Многих встречал я уже, что тянулись вверх и надувались, а народ кричал: "Смотрите, вот великие люди!". Но что толку в кузнечных мехах! В конце концов воздух выходит из них.
В конце концов лопается и лягушка, которая слишком долго надувалась, и воздух выходит из нее. По-моему, неплохая шутка – ткнуть в живот надувшемуся. Внемлите же мне, дети!
Все сегодняшнее принадлежит черни: кто нынче знает, где великое, где малое? У кого поиски величия увенчались успехом? Только у безумцев: им дано это счастье.
Ты ищешь великого человека, странный безумец? Кто научил тебя этому? Разве теперь для этого подходящее время? О ты, жалкий искатель, к чему искушаешь меня?"
Так говорил Заратустра, утешенный в сердце своем, и, смеясь, пошел дальше своей дорогой.
В ОТСТАВКЕ
Через некоторое время после того, как Заратустра избавился от чародея, он вдруг увидел, что снова кто-то сидит на дороге, по которой он шел, – какой-то высокий человек в черном, с бледным, изможденным лицом. Заратустра чрезвычайно огорчился, увидев его. "Увы, – сказал он в сердце своем, – вот сидит оно, переодетое уныние; похоже, что человек этот из породы священников: что же им нужно в царстве моем?
Как! Едва избавился я от чародея, еще один чернокнижник встал на пути моем,
– какой-то колдун, облеченный властью наложения рук, угрюмый чудотворец, божьей благодатью освященный и посвященный клеветник на жизнь, чтоб его черт побрал!
Но черта нет на месте как раз тогда, когда он нужнее всего: всегда появляется он слишком поздно, этот проклятый хромоногий карлик!"
Так, потеряв терпение, ругался Заратустра про себя, прикидывая, как бы ему свернуть в сторону и проскользнуть мимо черного человека, однако вышло иначе. Тотчас же сидящий на дороге увидел Заратустру, вскочил на ноги, словно внезапная радость обуяла его, и бросился к нему.
"Кем бы ты ни был, путник, – воскликнул он, – помоги старику, заблудившемуся и уставшему от поисков, помоги старику, с которым так легко может приключиться беда!
Незнакомы и чужды мне земли эти, и вой диких зверей слышится мне; и нет больше того, кто защищал меня.
Я искал последнего благочестивого человека, святого и отшельника, единственного, кто в своем лесу не слышал о том, что известно ныне всем".
"Что же ныне известно всем? – спросил Заратустра. – Не то ли, что нет больше в живых старого Бога, в которого некогда верил весь мир?"
"Вот ты и сказал это, – печально ответил старик. – Я же служил этому старому Богу до последнего часа его.

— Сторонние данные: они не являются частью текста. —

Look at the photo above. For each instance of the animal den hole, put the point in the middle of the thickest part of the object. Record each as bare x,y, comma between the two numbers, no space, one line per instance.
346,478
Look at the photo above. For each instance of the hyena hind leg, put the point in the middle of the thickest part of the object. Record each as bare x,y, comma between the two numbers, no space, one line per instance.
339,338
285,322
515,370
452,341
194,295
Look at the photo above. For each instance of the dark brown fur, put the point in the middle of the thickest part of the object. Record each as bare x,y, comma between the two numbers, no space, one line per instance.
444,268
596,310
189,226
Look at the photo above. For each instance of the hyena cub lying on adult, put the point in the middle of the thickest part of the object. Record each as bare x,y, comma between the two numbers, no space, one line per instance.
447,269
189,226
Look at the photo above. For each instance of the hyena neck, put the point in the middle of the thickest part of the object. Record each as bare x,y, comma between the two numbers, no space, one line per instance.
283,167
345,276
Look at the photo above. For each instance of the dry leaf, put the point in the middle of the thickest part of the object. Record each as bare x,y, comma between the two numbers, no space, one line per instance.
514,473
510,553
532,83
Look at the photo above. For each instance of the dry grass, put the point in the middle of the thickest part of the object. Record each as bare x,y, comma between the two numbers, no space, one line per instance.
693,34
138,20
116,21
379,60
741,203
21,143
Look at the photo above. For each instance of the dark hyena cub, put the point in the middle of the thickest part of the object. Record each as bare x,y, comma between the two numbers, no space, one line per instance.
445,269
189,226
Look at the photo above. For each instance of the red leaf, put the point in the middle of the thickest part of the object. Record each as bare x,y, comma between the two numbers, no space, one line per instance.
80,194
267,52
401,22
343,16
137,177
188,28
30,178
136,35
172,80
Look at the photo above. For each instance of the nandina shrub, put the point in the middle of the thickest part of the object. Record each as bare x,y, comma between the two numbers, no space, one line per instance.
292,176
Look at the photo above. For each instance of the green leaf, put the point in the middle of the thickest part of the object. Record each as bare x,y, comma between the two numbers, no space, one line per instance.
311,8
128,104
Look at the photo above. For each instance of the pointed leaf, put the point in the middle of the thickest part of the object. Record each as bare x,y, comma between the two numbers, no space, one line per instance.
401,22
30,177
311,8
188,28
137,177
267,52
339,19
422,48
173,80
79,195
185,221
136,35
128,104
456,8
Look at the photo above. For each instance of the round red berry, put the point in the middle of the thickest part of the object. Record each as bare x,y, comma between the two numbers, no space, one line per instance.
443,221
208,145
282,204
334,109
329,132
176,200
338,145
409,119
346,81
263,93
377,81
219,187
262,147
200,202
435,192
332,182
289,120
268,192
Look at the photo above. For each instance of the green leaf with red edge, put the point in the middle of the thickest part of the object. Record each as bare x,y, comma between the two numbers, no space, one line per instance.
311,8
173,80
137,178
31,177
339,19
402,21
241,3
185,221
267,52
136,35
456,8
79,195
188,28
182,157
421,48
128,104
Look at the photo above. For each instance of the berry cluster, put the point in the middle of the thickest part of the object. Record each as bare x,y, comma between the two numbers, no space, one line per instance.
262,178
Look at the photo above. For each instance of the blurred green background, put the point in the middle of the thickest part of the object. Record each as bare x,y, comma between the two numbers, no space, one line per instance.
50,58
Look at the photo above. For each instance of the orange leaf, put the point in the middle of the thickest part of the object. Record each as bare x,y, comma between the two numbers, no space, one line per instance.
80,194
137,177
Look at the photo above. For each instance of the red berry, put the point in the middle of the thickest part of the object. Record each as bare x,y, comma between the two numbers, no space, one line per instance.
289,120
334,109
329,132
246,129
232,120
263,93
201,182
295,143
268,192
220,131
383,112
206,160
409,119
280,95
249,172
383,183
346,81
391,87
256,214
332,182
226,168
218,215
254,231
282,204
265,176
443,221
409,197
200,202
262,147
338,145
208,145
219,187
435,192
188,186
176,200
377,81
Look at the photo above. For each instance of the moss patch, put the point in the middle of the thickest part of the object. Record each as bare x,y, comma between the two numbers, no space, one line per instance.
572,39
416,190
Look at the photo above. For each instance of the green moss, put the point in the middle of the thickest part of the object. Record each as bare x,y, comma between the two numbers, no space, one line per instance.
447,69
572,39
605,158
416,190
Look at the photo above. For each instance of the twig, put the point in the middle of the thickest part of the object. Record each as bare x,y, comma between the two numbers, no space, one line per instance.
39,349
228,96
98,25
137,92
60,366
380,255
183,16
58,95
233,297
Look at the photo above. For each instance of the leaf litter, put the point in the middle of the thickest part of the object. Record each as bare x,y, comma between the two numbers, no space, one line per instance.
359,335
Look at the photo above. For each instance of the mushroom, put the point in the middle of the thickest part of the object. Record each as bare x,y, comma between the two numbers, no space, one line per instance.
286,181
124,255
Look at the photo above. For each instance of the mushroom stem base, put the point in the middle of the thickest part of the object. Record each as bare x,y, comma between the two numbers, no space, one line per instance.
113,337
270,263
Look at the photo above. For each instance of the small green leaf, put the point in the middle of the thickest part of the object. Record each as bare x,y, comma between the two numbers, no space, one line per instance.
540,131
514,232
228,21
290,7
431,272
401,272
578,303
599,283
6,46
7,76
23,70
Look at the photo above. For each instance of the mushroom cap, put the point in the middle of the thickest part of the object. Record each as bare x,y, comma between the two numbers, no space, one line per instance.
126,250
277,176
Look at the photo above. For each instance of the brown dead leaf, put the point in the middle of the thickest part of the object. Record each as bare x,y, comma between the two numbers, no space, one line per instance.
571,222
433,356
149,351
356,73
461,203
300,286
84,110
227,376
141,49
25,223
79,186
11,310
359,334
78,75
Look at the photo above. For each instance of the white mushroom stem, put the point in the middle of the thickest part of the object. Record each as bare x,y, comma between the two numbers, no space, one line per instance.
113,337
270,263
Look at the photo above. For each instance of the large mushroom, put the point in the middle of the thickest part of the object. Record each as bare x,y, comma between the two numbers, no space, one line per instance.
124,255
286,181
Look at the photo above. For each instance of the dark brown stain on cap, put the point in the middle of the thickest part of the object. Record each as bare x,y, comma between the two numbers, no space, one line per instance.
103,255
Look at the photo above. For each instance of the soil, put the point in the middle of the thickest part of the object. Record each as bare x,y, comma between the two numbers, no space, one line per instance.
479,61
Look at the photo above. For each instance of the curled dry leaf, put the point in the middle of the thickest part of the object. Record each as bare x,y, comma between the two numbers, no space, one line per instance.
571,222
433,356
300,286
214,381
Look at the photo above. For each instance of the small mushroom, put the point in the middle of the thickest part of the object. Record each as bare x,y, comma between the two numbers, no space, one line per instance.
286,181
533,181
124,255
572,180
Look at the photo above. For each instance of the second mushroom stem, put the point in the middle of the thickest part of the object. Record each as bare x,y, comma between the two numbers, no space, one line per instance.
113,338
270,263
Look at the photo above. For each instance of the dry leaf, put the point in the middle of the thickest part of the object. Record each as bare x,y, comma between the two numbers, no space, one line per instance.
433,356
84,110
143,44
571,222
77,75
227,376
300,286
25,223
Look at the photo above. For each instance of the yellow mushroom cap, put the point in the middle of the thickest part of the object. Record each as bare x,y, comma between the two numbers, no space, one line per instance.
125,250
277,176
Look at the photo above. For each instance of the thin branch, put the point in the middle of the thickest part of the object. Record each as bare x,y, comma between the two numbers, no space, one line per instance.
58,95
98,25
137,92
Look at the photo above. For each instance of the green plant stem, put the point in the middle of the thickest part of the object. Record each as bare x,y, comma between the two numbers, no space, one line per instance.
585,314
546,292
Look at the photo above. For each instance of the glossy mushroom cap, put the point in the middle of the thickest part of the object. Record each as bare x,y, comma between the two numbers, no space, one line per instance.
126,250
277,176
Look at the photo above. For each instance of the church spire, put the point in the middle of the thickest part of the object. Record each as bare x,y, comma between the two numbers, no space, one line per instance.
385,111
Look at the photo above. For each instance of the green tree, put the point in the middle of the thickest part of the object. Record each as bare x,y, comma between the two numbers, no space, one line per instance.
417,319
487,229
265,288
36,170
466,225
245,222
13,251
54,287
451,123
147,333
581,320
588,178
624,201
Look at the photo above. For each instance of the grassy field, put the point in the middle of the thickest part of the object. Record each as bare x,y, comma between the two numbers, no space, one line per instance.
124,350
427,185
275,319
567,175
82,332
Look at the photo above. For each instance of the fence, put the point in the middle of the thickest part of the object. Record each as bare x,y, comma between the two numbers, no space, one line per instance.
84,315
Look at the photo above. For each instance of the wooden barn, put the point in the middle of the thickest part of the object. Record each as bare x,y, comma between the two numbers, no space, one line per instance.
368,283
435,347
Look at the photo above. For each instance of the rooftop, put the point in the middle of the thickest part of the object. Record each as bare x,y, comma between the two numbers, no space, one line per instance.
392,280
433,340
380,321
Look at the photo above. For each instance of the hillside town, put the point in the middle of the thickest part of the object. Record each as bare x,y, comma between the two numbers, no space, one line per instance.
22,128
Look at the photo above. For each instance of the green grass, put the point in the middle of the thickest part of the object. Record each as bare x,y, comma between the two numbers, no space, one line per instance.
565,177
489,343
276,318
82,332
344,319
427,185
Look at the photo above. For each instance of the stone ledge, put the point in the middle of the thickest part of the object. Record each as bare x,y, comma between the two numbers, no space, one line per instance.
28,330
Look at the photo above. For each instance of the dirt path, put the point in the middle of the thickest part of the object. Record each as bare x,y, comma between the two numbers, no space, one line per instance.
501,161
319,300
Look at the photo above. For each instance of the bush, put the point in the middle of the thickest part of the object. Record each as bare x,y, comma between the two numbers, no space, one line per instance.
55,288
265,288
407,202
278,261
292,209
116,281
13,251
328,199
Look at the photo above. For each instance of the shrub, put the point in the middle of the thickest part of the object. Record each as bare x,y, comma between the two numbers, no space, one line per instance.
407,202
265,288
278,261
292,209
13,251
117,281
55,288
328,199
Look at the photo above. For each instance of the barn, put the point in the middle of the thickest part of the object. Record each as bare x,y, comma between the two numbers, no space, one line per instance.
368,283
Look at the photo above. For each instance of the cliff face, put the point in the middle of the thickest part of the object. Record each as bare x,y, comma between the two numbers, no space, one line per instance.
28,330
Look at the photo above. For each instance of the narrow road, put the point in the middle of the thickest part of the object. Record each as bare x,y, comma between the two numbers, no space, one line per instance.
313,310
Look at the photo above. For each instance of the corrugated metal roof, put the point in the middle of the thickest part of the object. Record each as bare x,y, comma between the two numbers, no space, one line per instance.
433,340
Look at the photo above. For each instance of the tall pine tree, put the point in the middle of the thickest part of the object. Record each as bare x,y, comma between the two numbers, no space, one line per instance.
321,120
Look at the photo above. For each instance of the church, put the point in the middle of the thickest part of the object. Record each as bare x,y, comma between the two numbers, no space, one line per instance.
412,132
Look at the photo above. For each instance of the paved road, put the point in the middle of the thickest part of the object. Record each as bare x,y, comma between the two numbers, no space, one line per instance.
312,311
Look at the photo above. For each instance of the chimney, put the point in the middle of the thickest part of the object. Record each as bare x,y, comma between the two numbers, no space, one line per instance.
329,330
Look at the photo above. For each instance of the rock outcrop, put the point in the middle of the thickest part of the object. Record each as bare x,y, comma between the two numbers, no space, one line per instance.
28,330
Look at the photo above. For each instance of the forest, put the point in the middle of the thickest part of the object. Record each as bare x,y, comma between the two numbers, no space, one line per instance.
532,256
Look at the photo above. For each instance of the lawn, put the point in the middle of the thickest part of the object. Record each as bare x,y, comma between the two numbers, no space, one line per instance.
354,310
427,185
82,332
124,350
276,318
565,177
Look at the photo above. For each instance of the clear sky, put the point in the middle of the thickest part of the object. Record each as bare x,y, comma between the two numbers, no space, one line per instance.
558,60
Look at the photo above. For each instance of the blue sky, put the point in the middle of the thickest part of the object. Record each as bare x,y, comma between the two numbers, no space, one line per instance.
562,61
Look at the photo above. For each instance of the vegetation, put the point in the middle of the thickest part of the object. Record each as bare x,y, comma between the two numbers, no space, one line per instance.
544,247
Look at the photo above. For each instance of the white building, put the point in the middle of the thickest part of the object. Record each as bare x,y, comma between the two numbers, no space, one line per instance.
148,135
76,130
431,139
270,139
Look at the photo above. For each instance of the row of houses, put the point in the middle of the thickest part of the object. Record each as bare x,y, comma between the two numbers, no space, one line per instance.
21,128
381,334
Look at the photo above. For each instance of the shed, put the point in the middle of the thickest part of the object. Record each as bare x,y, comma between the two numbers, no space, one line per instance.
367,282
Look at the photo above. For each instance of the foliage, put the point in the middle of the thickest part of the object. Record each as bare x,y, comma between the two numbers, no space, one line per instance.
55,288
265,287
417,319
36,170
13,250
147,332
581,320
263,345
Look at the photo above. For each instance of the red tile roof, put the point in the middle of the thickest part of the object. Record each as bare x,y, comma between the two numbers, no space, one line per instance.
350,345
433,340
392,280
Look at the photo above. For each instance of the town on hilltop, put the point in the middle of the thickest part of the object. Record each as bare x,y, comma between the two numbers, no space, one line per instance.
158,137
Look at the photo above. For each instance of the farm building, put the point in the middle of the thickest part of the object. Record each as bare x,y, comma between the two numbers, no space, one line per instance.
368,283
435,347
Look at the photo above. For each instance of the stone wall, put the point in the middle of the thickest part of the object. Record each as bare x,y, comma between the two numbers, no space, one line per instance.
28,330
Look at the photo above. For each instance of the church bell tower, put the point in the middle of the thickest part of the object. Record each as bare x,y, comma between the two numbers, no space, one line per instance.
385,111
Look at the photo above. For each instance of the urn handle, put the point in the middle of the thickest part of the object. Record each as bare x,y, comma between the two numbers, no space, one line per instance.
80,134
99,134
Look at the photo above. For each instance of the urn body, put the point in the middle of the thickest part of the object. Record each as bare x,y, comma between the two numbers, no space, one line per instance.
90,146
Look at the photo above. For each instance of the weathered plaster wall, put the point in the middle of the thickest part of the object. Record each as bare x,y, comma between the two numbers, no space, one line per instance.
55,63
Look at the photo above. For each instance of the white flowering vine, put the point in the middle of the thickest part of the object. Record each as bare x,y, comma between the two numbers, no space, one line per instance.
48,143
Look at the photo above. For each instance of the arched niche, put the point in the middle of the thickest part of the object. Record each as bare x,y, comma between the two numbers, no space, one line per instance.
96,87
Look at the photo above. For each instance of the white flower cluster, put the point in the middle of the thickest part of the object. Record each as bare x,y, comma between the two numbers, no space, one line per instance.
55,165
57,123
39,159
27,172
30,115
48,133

А теперь я – в отставке, без господина, и все же не свободен, и печаль не оставляет меня ни на минуту, а радость приходит только в воспоминаниях.
Потому и поднялся я в эти горы, чтобы, наконец, устроить себе праздник, как подобает последнему Папе и Отцу церкви: ибо знай – я последний Папа! И это будет праздник благочестивых воспоминаний и богослужения!
Но умер и он, тот самый благочестивый человек, святой, живший в лесу, который постоянно славил Бога молитвами и пением.
Самого его я не нашел: а когда обнаружил хижину, только два волка сидели в ней и выли по кончине его; ибо его любили все звери. И я ушел прочь.
Неужели напрасно пришел я в эти горы и леса? И тогда решил я в сердце своем, что стану искать другого, самого благочестивого из тех, кто не верует в Бога, – я решил искать Заратустру!"
Так говорил старик, внимательно вглядываясь в стоящего перед ним; Заратустра же взял руку последнего Папы и долго, с изумлением разглядывал ее.